Search Unity

  1. Welcome to the Unity Forums! Please take the time to read our Code of Conduct to familiarize yourself with the forum rules and how to post constructively.
  2. Dismiss Notice

Question Shader compiler breaks Kahan summation / error compensating summation

Discussion in 'Editor & General Support' started by jg482, Aug 10, 2022.

  1. jg482

    jg482

    Joined:
    Apr 5, 2018
    Posts:
    8
    I'm trying to do an error compensated sum of two floats.

    Code (CSharp):
    1. #pragma kernel CSMain
    2. #pragma disable_fastmath
    3. #pragma skip_optimizations metal
    4.  
    5. // This describes a vertex on the generated mesh, it should match that in the compute shader!
    6. struct BufferType {
    7.     float a;
    8.     float b;
    9. };
    10. RWStructuredBuffer<BufferType> _Buffer;
    11.  
    12. [numthreads(512, 1, 1)]
    13. void CSMain (uint3 id : SV_DispatchThreadID)
    14. {
    15.     float a = _Buffer[(uint)id.x].a;
    16.     float b = _Buffer[(uint)id.x].b;
    17.  
    18.     float sum = a + b;
    19.     float t = sum - a;
    20.     float err = (a - (sum - t)) + (b - t);
    21.  
    22.     _Buffer[(uint)id.x].a = sum;
    23.     _Buffer[(uint)id.x].b = err;
    24. }
    I thought re-association due to fastmath would be the problem.
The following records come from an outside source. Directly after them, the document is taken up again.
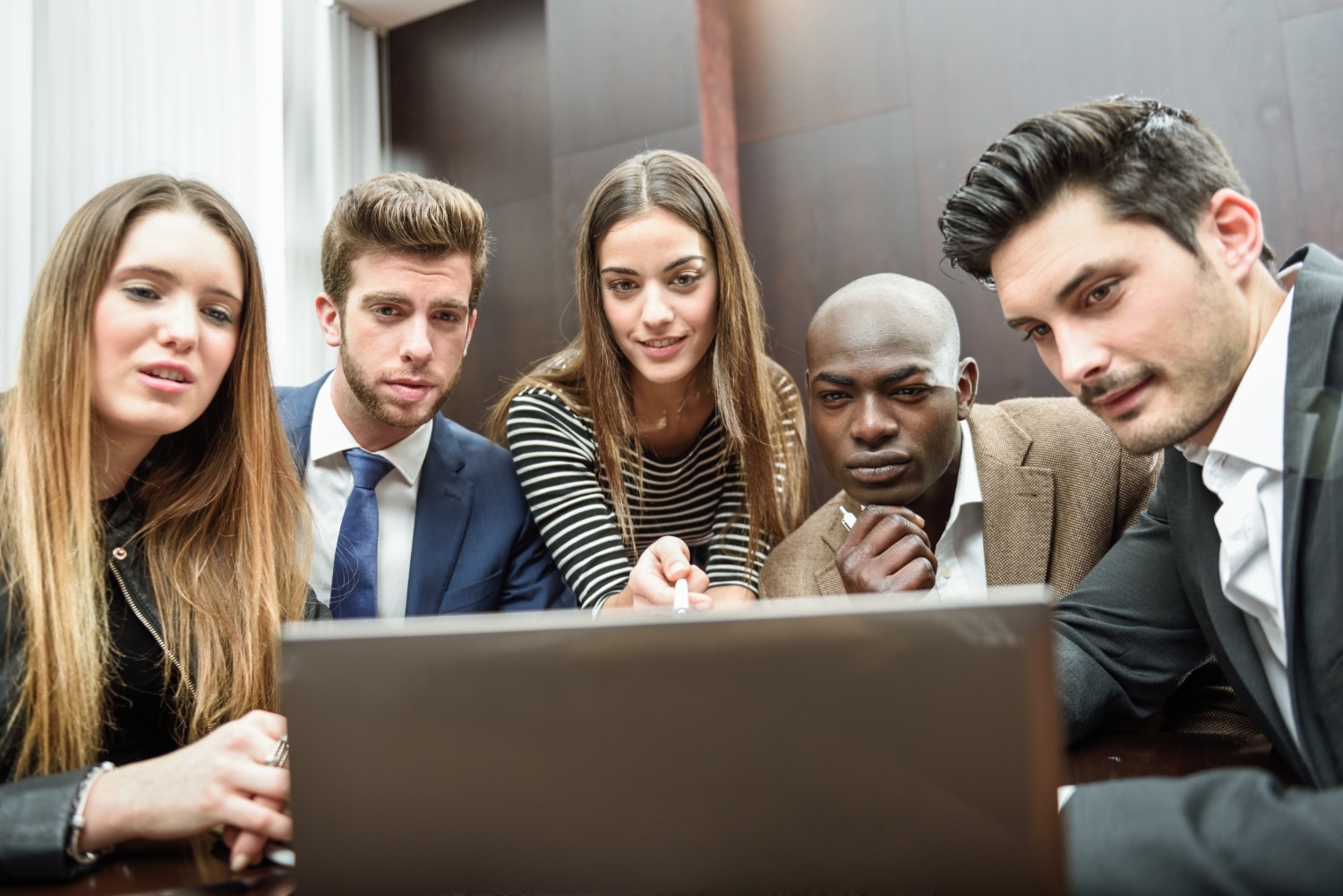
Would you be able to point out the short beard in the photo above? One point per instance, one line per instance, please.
(381, 411)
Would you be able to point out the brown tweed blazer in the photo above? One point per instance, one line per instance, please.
(1058, 491)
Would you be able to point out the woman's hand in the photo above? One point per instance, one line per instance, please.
(654, 576)
(191, 790)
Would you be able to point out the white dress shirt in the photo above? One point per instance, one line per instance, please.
(1244, 469)
(961, 550)
(328, 482)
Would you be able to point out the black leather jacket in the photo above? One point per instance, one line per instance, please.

But now I saw in the compiled shader that the compiler simply agressively optimizes away the compensation by setting u_xlat0.y = 0.0;. This is algebraic correct but breaks my code and is exactly the problem I face.

    Code (CSharp):
    1. **** Platform Metal:
    2. Compiled code for kernel CSMain
    3. keywords: <none>
    4. #define UNITY_DISABLE_FASTMATH
    5. #include <metal_stdlib>
    6. #include <metal_texture>
    7. using namespace metal;
    8. struct _Buffer_Type
    9. {
    10.     uint value[2];
    11. };
    12.  
    13. kernel void computeMain(
    14.     device _Buffer_Type *_Buffer [[ buffer(0) ]],
    15.     uint3 mtl_ThreadID [[ thread_position_in_grid ]])
    16. {
    17.     float2 u_xlat0;
    18.     u_xlat0.xy = float2(as_type<float>(_Buffer[mtl_ThreadID.x].value[(0x0 >> 2) + 0]), as_type<float>(_Buffer[mtl_ThreadID.x].value[(0x0 >> 2) + 1]));
    19.     u_xlat0.x = u_xlat0.y + u_xlat0.x;
    20.     u_xlat0.y = 0.0;
    21.     _Buffer[mtl_ThreadID.x].value[(0x0 >> 2)] = as_type<uint>(u_xlat0.x);
    22.     _Buffer[mtl_ThreadID.x].value[(0x0 >> 2) + 1] = as_type<uint>(u_xlat0.y);
    23.     return;
    24. }
    Is there any possibility to influence the comiler to prevent it from optimizing this agressively? Any preprocessor directive or compiler arguments I can set?
     
  2. jg482

    jg482

    Joined:
    Apr 5, 2018
    Posts:
    8
    I gave DXC a try and it does not seem to have this problem. But I still have to test this more with my full codebase.

    Code (CSharp):
    1. **** Platform Metal:
    2. Compiled code for kernel CSMain
    3. keywords: <none>
    4. #include <metal_stdlib>
    5. #include <simd/simd.h>
    6.  
    7. using namespace metal;
    8.  
    9. struct BufferType
    10. {
    11.     float a;
    12.     float b;
    13. };
    14.  
    15. struct type_RWStructuredBuffer_BufferType
    16. {
    17.     BufferType _m0[1];
    18. };
    19.  
    20. kernel void computeMain(device type_RWStructuredBuffer_BufferType& _Buffer [[buffer(0)]], uint3 gl_GlobalInvocationID [[thread_position_in_grid]])
    21. {
    22.     float _28 = _Buffer._m0[gl_GlobalInvocationID.x].a;
    23.     float _30 = _Buffer._m0[gl_GlobalInvocationID.x].b;
    24.     float _7 = _28 + _30;
    25.     float _8 = _7 - _28;
    26.     _Buffer._m0[gl_GlobalInvocationID.x].a = _7;
    27.     _Buffer._m0[gl_GlobalInvocationID.x].b = (_28 - (_7 - _8)) + (_30 - _8);
    28. }
    29.  
    30.  
    31. #define UNITY_DISABLE_FASTMATH
     
  3. Neto_Kokku

    Neto_Kokku

    Joined:
    Feb 15, 2018
    Posts:
    1,751
    I'm not sure you can disable algebraic optimization in the shader compiler. Maybe by forcing the shader to compile in debug mode, but even tem it's not guaranteed.

    Maybe you could break up your algorithm into two passes. First write the sum into the buffer, then in the second CS you read from it to calculate the error.

    You could also try messing around with groupshared memory to try and make this possible in the same kernel. Basically you need to find a way to fool the compiler into not realizing "sum" equals "a + b".